Still, average yield is estimated at 605 hundredweight per acre, up by about 5 hundredweight per acre from last year, according to USDA.
Consumers will still see high quality potatoes available in stores and supermarkets. Any potatoes that do not meet quality standards are culled, Lathim said.
The processed market has done remarkably well this year, with an uptick in demand seen right after planting in spring, Lathim said. About 80 percent of Washington’s crop is headed to frozen processors.
The demand for exported frozen potato products, particularly in the Pacific Rim, has been higher than last year, with a phenomenal second quarter, he said.
Having ConAgra Foods Lamb Weston open the expansion of its Boardman potato processing plant was fortuitous this year, he said. The $200 million processing line, which will allow the company to make 300 million more pounds of french fries each year, was definitely needed.
Lathim said they will be relying on the new processing line running hard next year.
The processing potato market tends to be stable because growers have contracts with processors that set pricing.
The market for fresh potatoes has been improving. Prices were poor at the start of harvest but the prices for larger potatoes recently have been rebounding more quickly than normal for this time of year, Lathim said. That’s good because Washington’s fresh potato growers have more larger potatoes than smaller potatoes to sell.
Only about 10 percent of Washington potatoes are destined for the fresh market. The other 10 percent are chipping potatoes.

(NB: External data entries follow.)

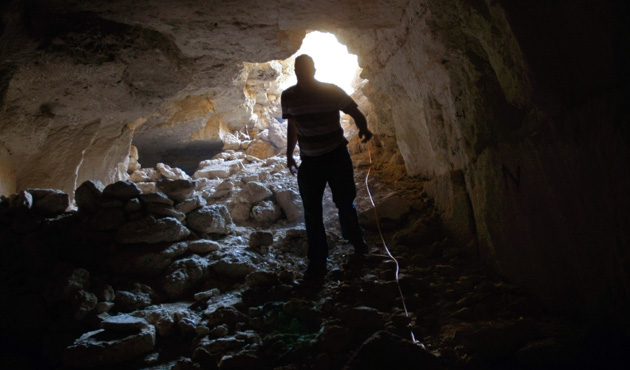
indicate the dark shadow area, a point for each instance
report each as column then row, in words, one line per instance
column 186, row 156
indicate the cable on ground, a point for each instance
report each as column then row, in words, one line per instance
column 378, row 226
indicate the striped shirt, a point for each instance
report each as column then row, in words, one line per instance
column 316, row 114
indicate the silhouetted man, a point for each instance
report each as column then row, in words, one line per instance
column 312, row 109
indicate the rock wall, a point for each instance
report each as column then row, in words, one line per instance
column 520, row 131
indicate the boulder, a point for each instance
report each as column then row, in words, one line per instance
column 83, row 302
column 124, row 323
column 254, row 192
column 107, row 219
column 155, row 197
column 266, row 212
column 151, row 230
column 49, row 201
column 146, row 261
column 362, row 317
column 145, row 175
column 135, row 298
column 240, row 211
column 191, row 204
column 21, row 201
column 102, row 347
column 147, row 187
column 164, row 210
column 122, row 190
column 260, row 149
column 235, row 266
column 224, row 189
column 260, row 238
column 178, row 190
column 392, row 211
column 183, row 275
column 291, row 204
column 172, row 173
column 203, row 246
column 214, row 219
column 218, row 169
column 278, row 134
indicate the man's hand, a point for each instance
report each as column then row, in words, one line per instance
column 365, row 135
column 292, row 165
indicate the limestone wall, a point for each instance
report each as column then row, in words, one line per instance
column 519, row 140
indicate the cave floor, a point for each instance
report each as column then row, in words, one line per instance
column 460, row 313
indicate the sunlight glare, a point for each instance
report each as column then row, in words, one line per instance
column 333, row 63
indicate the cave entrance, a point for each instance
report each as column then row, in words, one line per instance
column 333, row 63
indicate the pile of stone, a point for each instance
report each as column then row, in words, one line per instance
column 132, row 247
column 194, row 272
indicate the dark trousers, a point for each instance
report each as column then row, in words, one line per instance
column 335, row 169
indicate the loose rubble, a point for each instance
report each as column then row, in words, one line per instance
column 206, row 272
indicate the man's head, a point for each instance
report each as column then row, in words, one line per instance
column 304, row 68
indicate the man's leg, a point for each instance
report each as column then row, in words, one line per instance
column 341, row 181
column 312, row 184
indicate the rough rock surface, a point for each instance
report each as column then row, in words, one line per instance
column 151, row 230
column 520, row 130
column 210, row 219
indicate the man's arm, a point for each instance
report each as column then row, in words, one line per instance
column 291, row 141
column 361, row 122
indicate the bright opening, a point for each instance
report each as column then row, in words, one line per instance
column 333, row 63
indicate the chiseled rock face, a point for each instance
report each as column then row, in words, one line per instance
column 118, row 342
column 150, row 230
column 183, row 275
column 213, row 219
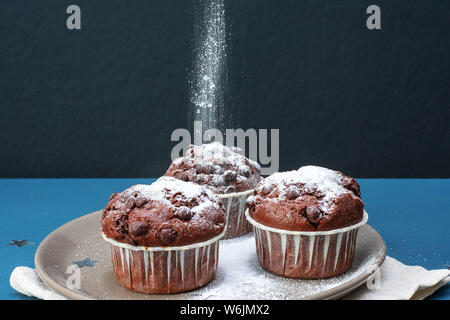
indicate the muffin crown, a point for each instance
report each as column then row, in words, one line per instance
column 168, row 212
column 222, row 169
column 308, row 199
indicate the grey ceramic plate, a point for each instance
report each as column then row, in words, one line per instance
column 239, row 275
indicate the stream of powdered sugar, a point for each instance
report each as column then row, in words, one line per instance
column 209, row 66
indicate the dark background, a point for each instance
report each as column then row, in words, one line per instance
column 104, row 100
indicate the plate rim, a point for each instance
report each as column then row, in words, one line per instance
column 333, row 293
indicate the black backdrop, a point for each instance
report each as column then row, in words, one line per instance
column 104, row 100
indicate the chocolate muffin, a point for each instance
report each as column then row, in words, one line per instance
column 164, row 237
column 306, row 222
column 225, row 171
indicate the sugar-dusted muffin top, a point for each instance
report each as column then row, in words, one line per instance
column 220, row 168
column 168, row 212
column 308, row 199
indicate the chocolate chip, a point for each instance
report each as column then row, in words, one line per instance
column 113, row 196
column 205, row 168
column 183, row 213
column 313, row 214
column 229, row 175
column 140, row 201
column 267, row 188
column 181, row 176
column 167, row 236
column 218, row 181
column 138, row 229
column 230, row 189
column 292, row 193
column 129, row 204
column 245, row 171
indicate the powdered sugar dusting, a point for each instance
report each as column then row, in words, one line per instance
column 241, row 277
column 165, row 187
column 223, row 169
column 221, row 154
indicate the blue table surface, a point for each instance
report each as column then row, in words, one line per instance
column 412, row 215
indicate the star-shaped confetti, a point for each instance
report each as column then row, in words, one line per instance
column 86, row 262
column 20, row 243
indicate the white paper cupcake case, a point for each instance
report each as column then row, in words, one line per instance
column 161, row 270
column 307, row 255
column 234, row 203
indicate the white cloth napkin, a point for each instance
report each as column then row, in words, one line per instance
column 395, row 281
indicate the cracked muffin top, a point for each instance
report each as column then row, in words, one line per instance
column 168, row 212
column 222, row 169
column 308, row 199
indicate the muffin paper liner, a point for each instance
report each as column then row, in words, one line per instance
column 305, row 254
column 234, row 203
column 162, row 270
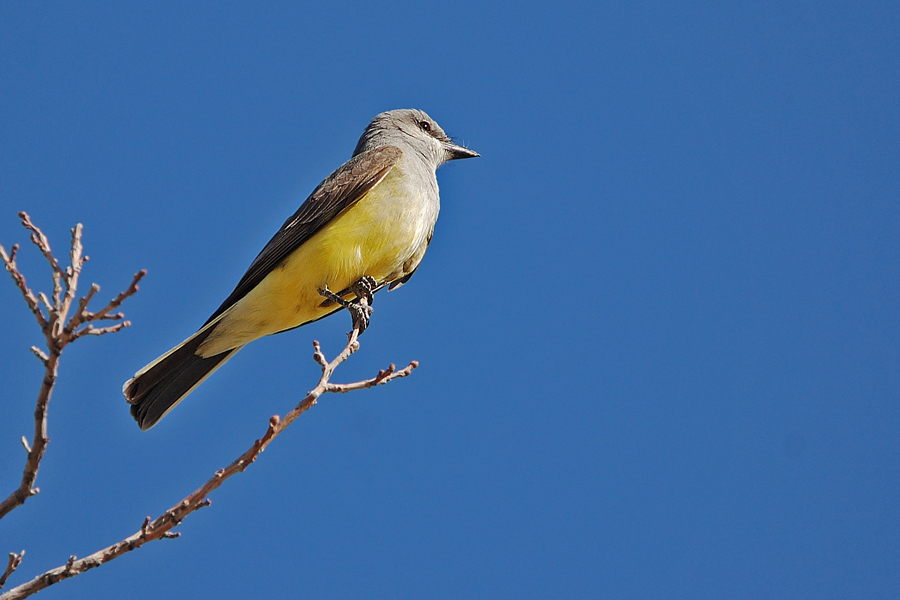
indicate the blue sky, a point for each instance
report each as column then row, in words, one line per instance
column 658, row 324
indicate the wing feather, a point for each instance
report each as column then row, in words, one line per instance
column 340, row 190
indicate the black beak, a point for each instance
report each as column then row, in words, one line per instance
column 455, row 152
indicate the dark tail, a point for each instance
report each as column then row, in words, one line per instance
column 158, row 387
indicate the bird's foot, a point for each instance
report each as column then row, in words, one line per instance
column 365, row 288
column 361, row 309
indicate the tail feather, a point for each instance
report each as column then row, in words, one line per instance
column 158, row 387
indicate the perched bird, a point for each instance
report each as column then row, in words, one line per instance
column 365, row 227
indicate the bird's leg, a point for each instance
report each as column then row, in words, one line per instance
column 361, row 309
column 365, row 288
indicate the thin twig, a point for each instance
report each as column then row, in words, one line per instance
column 161, row 527
column 12, row 564
column 57, row 336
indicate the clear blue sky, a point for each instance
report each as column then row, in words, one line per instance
column 659, row 322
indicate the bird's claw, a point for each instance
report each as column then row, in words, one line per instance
column 360, row 309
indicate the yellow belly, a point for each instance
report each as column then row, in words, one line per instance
column 372, row 238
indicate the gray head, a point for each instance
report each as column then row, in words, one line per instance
column 409, row 128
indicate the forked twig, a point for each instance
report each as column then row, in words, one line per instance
column 161, row 527
column 58, row 333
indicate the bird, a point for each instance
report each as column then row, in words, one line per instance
column 365, row 227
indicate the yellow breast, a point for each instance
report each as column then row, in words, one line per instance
column 372, row 238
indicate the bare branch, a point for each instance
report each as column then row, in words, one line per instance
column 57, row 337
column 9, row 261
column 12, row 564
column 161, row 527
column 40, row 240
column 103, row 313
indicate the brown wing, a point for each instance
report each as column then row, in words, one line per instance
column 339, row 191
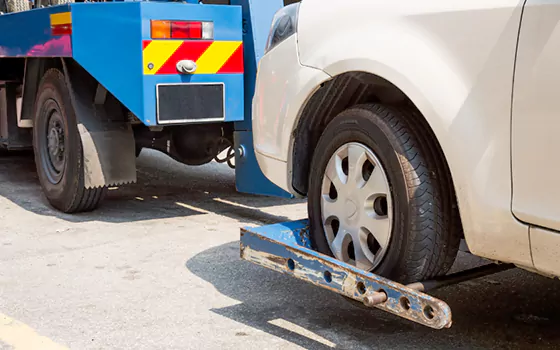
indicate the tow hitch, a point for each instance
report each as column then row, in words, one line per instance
column 286, row 248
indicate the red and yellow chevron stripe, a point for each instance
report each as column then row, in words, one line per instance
column 61, row 23
column 211, row 57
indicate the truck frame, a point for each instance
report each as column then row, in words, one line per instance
column 88, row 91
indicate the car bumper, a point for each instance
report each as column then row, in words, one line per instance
column 283, row 87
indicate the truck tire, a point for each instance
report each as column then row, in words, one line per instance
column 381, row 196
column 58, row 148
column 14, row 5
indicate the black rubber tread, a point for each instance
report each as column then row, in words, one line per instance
column 427, row 229
column 69, row 195
column 452, row 225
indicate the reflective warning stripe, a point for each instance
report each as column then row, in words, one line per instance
column 61, row 18
column 211, row 57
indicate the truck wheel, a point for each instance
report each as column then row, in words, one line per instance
column 58, row 148
column 380, row 195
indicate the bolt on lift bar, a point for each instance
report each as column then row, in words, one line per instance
column 286, row 248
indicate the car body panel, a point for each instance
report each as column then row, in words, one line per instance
column 283, row 87
column 459, row 75
column 455, row 61
column 535, row 120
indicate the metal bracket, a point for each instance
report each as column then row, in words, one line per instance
column 286, row 248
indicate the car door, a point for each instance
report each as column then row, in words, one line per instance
column 536, row 129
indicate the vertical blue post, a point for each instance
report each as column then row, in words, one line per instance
column 257, row 18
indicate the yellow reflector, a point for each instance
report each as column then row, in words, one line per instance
column 161, row 29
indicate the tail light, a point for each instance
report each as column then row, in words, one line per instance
column 182, row 30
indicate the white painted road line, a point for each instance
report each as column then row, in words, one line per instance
column 22, row 337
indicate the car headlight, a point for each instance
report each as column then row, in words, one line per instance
column 284, row 25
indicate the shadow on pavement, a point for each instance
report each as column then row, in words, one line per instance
column 165, row 189
column 512, row 310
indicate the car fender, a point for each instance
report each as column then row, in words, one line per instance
column 463, row 90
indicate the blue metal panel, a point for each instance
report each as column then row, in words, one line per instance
column 257, row 18
column 286, row 248
column 107, row 41
column 28, row 34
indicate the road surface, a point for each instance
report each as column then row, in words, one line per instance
column 157, row 267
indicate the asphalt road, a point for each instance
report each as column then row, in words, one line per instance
column 157, row 267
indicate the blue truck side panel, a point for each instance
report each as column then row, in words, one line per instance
column 28, row 34
column 107, row 40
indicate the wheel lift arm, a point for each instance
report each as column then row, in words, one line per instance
column 287, row 248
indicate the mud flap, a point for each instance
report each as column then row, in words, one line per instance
column 107, row 138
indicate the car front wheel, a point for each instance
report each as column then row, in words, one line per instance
column 380, row 195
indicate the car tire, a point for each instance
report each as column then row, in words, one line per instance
column 58, row 148
column 424, row 228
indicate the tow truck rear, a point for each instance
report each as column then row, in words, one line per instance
column 88, row 85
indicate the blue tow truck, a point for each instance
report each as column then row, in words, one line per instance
column 87, row 85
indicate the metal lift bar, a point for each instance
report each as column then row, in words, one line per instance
column 286, row 248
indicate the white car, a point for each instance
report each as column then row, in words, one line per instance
column 412, row 124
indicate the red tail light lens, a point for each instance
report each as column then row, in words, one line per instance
column 186, row 30
column 182, row 30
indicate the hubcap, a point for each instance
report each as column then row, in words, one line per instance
column 55, row 147
column 356, row 206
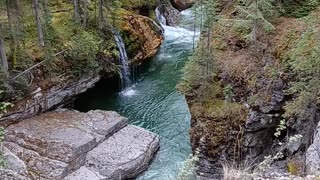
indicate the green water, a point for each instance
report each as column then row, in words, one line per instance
column 154, row 103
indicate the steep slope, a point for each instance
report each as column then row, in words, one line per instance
column 246, row 92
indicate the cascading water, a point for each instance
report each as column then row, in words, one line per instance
column 124, row 61
column 162, row 20
column 156, row 106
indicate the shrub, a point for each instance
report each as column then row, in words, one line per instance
column 84, row 47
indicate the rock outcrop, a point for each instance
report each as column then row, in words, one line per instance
column 144, row 36
column 73, row 145
column 168, row 15
column 182, row 4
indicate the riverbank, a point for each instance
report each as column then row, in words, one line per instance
column 153, row 102
column 74, row 57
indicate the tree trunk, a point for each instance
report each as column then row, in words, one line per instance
column 3, row 57
column 13, row 33
column 85, row 14
column 38, row 22
column 255, row 22
column 76, row 11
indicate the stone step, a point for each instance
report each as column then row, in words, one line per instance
column 124, row 155
column 55, row 144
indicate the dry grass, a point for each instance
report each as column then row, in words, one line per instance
column 237, row 172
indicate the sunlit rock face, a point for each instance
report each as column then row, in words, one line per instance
column 143, row 36
column 182, row 4
column 69, row 144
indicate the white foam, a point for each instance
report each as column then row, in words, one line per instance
column 128, row 92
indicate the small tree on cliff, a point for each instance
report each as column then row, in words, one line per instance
column 3, row 57
column 36, row 10
column 257, row 12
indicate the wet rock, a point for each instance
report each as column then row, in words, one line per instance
column 145, row 36
column 125, row 154
column 7, row 174
column 84, row 174
column 170, row 14
column 59, row 144
column 42, row 99
column 182, row 4
column 64, row 136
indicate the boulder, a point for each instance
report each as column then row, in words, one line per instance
column 144, row 37
column 167, row 15
column 182, row 4
column 7, row 174
column 64, row 143
column 125, row 154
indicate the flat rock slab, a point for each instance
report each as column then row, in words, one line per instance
column 125, row 154
column 55, row 144
column 65, row 135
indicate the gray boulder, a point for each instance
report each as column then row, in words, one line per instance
column 55, row 145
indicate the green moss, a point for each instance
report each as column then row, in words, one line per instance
column 299, row 8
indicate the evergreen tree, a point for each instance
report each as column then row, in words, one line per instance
column 3, row 57
column 14, row 22
column 36, row 10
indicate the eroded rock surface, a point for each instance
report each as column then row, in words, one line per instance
column 77, row 145
column 43, row 99
column 145, row 36
column 182, row 4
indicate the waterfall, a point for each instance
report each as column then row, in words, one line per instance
column 162, row 20
column 124, row 62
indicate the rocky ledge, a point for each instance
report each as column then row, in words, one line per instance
column 71, row 145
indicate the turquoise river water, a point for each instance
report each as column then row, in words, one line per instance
column 153, row 101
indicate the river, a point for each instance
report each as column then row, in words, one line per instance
column 153, row 101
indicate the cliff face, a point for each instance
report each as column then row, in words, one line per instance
column 238, row 98
column 84, row 55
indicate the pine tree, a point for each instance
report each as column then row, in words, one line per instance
column 76, row 11
column 3, row 57
column 38, row 22
column 14, row 22
column 85, row 13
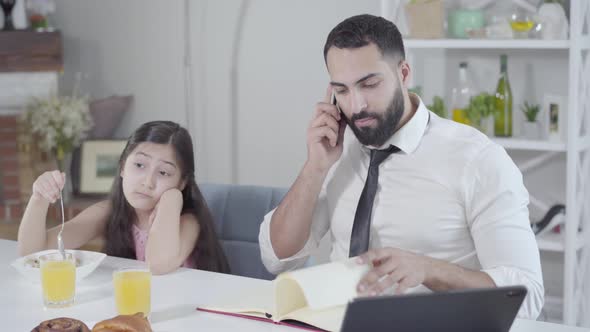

Washington growers planted about 5,000 acres more this year, reaching about 165,000 acres statewide. Benton and Franklin counties grow about 64,600 acres of potatoes, according to the USDA. The state’s 2012 crop was valued at $700 million.
Lathim expects Oregon growers saw larger yield gains than currently estimated. Their average yield was about 585 hundredweight per acre, up 40 hundredweight from last year, according to USDA estimates.
Oregon’s crop is expected to be 22.8 million hundredweight, 6 percent higher than last year, according to USDA.